SOLD OUT: An Update on Human Rights in China
October 16th, 2019 6:00PM -7:30PM
Upwards of one million Muslim Uighurs have been forced to enter into reeducation camps in the Xinjiang region of China. While China asserts that these detention centers are central to its fight against Islamist extremism and that they are reducing the numbers in the camps, human rights watchdogs accuse the government of indiscriminately detaining men, women, and children without trial and forcing them to undergo psychological indoctrination programs. Join the World Affairs Council on October 16 for a discussion with Brad Adams, executive director of Human Rights Watch’s Asia Division, on the Chinese repression of the Uighur population and overall human rights in China.
About the Speaker
Brad Adams, executive director of Human Rights Watch’s Asia Division since 2002, oversees the organization’s work on human rights issues in twenty countries, from Afghanistan to the Pacific. At Human Rights Watch, he has worked on a wide range of issues including freedom of expression, protection of civil society and human rights defenders, counterterrorism, refugees, gender and religious discrimination, armed conflict, and impunity. He has written for publications including the New York Times, Washington Post, Guardian, Foreign Affairs, and Wall Street Journal.

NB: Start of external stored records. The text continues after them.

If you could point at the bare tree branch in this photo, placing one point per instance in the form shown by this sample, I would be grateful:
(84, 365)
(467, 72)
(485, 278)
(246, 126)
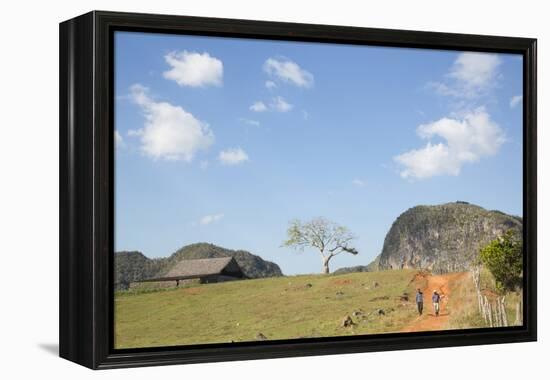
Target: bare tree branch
(322, 234)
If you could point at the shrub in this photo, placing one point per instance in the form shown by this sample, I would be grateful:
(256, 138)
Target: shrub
(504, 259)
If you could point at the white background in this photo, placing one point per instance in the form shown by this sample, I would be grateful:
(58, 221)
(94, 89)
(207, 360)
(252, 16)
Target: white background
(29, 187)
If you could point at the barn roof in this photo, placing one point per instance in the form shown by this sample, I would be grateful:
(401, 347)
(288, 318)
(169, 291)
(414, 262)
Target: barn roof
(200, 268)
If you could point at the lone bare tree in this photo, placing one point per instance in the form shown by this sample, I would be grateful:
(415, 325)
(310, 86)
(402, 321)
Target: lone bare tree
(329, 238)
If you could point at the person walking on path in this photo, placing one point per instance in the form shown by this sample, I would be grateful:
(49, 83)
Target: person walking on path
(436, 298)
(419, 301)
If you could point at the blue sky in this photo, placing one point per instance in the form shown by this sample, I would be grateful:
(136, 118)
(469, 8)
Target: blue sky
(227, 140)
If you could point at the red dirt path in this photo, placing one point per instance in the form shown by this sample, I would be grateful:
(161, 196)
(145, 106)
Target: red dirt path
(428, 321)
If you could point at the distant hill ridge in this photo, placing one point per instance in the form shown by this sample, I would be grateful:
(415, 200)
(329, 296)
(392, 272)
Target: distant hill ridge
(134, 266)
(441, 238)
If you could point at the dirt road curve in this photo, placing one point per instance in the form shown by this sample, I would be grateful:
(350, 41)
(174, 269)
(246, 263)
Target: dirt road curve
(428, 321)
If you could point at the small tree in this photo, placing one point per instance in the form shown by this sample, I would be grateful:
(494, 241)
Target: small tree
(329, 238)
(504, 259)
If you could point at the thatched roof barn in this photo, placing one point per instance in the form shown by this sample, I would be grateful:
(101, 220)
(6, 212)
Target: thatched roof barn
(201, 270)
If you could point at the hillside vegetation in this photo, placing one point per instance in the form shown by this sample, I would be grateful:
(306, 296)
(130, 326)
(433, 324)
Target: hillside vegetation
(443, 238)
(270, 308)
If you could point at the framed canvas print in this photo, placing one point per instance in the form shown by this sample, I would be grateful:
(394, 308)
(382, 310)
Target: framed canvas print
(235, 189)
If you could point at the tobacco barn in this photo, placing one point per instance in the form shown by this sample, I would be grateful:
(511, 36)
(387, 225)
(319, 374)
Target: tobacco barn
(203, 271)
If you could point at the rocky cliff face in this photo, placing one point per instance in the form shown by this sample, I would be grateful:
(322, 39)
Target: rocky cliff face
(443, 238)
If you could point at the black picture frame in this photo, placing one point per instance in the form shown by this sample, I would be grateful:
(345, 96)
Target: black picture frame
(86, 188)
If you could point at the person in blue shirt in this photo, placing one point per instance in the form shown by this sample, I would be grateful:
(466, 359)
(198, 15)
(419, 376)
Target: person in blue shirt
(419, 301)
(436, 298)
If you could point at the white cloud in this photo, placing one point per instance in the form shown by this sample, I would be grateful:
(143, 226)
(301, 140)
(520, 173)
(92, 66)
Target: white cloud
(270, 84)
(279, 104)
(515, 100)
(359, 182)
(169, 132)
(467, 140)
(194, 69)
(289, 72)
(472, 74)
(234, 156)
(209, 219)
(258, 107)
(255, 123)
(119, 142)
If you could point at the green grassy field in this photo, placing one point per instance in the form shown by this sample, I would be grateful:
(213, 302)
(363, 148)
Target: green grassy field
(278, 308)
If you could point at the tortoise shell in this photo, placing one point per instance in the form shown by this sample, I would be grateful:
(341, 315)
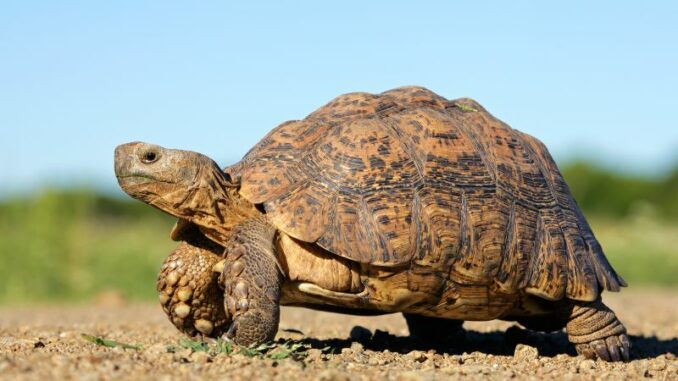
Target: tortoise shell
(408, 178)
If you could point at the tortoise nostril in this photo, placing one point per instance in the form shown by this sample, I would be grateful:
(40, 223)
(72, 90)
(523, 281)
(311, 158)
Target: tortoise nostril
(149, 157)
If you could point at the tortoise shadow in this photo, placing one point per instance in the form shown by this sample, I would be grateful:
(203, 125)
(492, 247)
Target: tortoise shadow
(502, 343)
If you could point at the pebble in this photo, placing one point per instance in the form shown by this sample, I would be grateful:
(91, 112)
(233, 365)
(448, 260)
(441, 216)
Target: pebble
(357, 347)
(333, 375)
(359, 333)
(587, 366)
(417, 356)
(525, 353)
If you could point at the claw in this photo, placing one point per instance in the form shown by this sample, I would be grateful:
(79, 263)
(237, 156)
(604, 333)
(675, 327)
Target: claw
(600, 349)
(219, 266)
(230, 334)
(625, 347)
(613, 348)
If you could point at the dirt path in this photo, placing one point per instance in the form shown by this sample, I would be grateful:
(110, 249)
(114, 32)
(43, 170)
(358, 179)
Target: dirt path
(46, 343)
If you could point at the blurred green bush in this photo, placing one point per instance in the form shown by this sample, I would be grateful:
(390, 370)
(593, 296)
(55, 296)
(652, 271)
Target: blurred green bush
(76, 244)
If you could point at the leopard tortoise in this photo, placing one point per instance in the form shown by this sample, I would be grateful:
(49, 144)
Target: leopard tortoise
(398, 202)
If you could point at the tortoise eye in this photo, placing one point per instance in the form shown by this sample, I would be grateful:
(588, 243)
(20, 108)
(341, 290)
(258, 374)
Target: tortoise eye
(149, 157)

Prior to Human Rights Watch, Adams worked in Cambodia for five years as the senior lawyer for the Cambodia field office of the United Nations High Commissioner for Human Rights, and as the legal advisor to the Cambodian parliament’s human rights committee, conducting human rights investigations, supervising a judicial reform program, and drafting and revising legislation. A former legal aid lawyer in California and founder of the Berkeley Community Law Center, Adams graduated from the University of California, Berkeley, Boalt Hall School of Law. He teaches International Human Rights Law and Practice at Berkeley Law School and is a member of the California bar.
About the Moderator
Anita Ramasastry is an expert in the fields of anti-corruption, commercial law, sustainable development and business and human rights. Her current research focuses on legal rights and responsibilities of state-owned enterprises.

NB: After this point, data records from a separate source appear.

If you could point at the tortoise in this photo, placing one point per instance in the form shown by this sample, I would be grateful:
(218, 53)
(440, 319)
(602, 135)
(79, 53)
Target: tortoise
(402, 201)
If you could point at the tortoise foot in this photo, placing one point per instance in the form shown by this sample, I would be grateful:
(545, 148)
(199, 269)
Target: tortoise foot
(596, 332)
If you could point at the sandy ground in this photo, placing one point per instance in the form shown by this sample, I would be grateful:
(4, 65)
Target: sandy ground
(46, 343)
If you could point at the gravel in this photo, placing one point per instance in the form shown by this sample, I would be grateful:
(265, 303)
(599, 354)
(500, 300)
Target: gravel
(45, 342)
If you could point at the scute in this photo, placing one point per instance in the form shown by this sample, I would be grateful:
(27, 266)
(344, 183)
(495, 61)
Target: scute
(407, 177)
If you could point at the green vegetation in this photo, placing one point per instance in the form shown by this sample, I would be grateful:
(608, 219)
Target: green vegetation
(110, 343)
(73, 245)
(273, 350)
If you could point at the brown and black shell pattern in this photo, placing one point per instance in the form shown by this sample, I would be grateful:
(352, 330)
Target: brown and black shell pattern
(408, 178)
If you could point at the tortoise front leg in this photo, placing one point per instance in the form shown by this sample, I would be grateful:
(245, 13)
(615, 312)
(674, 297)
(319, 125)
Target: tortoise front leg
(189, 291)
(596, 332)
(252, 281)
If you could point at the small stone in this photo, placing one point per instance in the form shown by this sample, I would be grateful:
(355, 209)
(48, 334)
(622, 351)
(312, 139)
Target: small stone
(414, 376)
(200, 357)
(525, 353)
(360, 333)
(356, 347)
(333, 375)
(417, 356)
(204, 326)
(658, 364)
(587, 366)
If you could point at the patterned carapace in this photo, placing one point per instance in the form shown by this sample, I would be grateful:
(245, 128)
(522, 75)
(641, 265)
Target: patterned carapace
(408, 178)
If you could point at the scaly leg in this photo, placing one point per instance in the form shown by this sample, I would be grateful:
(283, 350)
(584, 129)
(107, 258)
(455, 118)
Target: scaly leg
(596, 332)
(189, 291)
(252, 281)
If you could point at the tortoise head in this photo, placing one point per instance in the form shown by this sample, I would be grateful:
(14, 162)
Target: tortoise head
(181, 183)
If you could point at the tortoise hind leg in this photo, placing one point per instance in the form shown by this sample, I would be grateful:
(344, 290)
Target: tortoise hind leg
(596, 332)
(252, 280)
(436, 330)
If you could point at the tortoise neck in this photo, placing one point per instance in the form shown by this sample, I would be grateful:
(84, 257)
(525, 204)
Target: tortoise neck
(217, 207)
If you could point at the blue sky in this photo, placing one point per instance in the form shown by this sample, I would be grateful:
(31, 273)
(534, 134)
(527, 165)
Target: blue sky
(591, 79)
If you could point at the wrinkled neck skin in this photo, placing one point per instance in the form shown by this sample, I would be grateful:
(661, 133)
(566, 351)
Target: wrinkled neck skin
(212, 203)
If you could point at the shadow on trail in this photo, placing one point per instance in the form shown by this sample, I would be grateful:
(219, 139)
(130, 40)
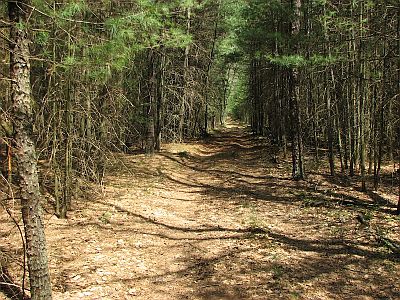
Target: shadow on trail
(233, 168)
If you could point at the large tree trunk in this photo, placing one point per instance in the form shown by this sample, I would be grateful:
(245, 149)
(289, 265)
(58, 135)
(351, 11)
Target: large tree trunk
(25, 151)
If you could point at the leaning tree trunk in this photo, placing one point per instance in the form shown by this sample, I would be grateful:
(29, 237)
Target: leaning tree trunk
(25, 151)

From 2009 to 2012, Ramasastry served as a senior advisor to the Assistant Secretary of Market Access and Compliance in the International Trade Administration of the U.S. Department of Commerce, working under the leadership of then Secretary Gary Locke. She directed the ITA's anti-corruption and trade efforts, and helped to launch new initiatives with the G20, APEC and the OSCE. She has served as a staff attorney at the Federal Reserve Bank of New York, an associate attorney at the international law firm of White & Case in Budapest, Hungary, and assistant professor of law at the Central European University in Budapest. She also served as a special attorney and advisor to a special claims resolution tribunal in Zurich, Switzerland, established to resolve claims to World War II-era bank accounts.
She has been recognized by the students as the Philip A. Trautman Professor of the Year in 1997, 2003, and 2006. In 1998, she received the UW Distinguished Teaching Award and in 2002, she received the UW Outstanding Public Service Award for her work focused on domestic violence.